The project's primary goal is to develop an accurate regression model that predicts the final score of the first innings in T20I cricket matches. To achieve this, several preprocessing steps and feature engineering techniques were implemented to enhance model performance.
The motivation behind this project stems from the need to leverage machine learning to predict cricket match outcomes accurately. T20I cricket, known for its fast-paced and dynamic nature, presents a challenging yet exciting domain for predictive modeling.
-
Feature Extraction and Engineering:
- Extracted relevant features from the dataset, focusing on match-specific attributes.
- Filtered data to include matches from January 1, 2011, onwards to align with the contemporary pace of T20 cricket.
- Incorporated venue-to-host_country mapping to enrich venue-based analysis.
-
Model Building:
- Developed two main regression models:
- XGBoost Regression: Utilizes gradient boosting techniques with extensive hyperparameter tuning.
- Random Forest Regression: Implemented for comparative analysis against XGBoost.

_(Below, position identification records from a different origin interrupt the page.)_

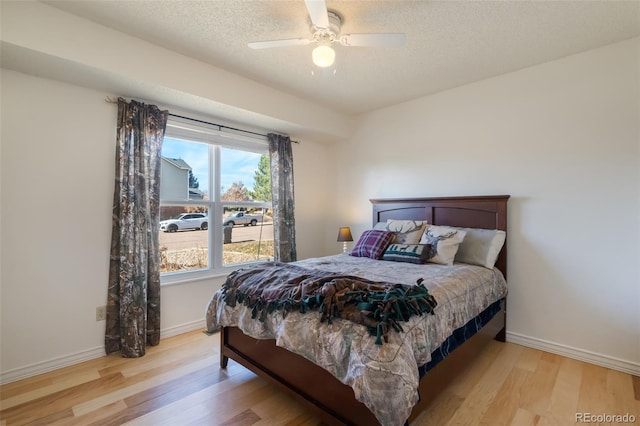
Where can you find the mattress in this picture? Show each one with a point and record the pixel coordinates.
(383, 377)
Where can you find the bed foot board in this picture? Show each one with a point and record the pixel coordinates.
(224, 360)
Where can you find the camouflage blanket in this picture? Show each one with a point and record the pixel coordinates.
(379, 306)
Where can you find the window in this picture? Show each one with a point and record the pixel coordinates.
(215, 201)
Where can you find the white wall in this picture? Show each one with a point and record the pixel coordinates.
(57, 177)
(563, 140)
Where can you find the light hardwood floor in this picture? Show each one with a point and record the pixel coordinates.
(180, 383)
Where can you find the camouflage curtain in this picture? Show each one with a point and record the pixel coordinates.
(133, 303)
(284, 229)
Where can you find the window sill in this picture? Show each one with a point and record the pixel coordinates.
(177, 278)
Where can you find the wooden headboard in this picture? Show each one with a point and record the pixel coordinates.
(487, 212)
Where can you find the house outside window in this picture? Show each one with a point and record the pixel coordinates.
(215, 201)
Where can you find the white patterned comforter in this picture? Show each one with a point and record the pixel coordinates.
(384, 378)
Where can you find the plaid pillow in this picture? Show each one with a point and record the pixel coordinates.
(372, 243)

- Conducted rigorous evaluation using metrics such as R2 Score and Mean Absolute Error (MAE) to assess model performance.

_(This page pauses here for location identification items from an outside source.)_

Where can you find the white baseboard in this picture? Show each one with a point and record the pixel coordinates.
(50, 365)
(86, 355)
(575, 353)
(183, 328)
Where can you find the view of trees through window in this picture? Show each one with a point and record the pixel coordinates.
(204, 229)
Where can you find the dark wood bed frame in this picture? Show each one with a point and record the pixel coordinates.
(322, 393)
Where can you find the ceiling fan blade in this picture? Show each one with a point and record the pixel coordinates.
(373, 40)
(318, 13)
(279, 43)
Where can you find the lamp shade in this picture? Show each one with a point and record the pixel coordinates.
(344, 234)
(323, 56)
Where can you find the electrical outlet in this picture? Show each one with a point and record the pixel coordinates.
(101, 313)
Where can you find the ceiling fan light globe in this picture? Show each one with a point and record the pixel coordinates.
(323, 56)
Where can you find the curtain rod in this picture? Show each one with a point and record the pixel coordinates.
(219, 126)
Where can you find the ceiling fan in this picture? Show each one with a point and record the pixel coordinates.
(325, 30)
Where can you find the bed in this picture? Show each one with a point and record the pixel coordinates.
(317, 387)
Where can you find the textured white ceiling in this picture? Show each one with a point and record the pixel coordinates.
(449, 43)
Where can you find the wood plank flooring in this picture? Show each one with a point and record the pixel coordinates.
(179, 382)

- Developed two main regression models:
-
Model Selection:
- Selected XGBoost Regression based on superior predictive accuracy (higher R2 Score) compared to other models tested.
- Demonstrated model predictions for sample match scenarios using both XGBoost and Random Forest models.
-
Deployment:
- Saved the trained XGBoost model using pickle for deployment in web application.

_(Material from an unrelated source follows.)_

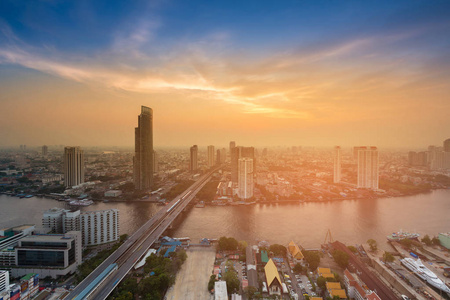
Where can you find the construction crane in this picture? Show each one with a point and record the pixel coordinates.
(329, 236)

To run the interactive T20I Score Predictor app, follow these steps:
-
Clone the Repository: Clone this GitHub repository to your local machine.
-
Install Dependencies: Ensure you have the necessary Python libraries installed. You can install them using pip:
pip install streamlit pandas numpy xgboost -
Obtain the Trained Model: Execute the Jupyter notebook (
T20I_Score_Predictor.ipynb) included in this repository. At the end of the notebook, the trained model (pipe.pkl) will be saved. -
Place the Model File: Keep the
pipe.pklfile generated by the Jupyter notebook into the same directory asapp.py. -
Run the Streamlit App: Open your terminal or command prompt, navigate to the directory containing
app.py, and run the following command:streamlit run app.py -
Interact with the App: Once the Streamlit server starts, you should see a local URL in the terminal. Click on the URL or copy-paste it into your web browser to interact with the T20I Score Predictor app.
-
Input Parameters: Select the batting team, bowling team, hosting country, and input current score, overs bowled, wickets out, and runs scored in the last 5 overs to predict the score.
-
Prediction: Click on the "Predict Score" button to see the predicted first innings score for the T20I match.
This project underscores the efficacy of machine learning in predicting cricket match outcomes, specifically the first innings score in T20I matches. By leveraging advanced regression techniques and comprehensive dataset analysis, the models presented here demonstrate robust performance and potential applications in cricket analytics.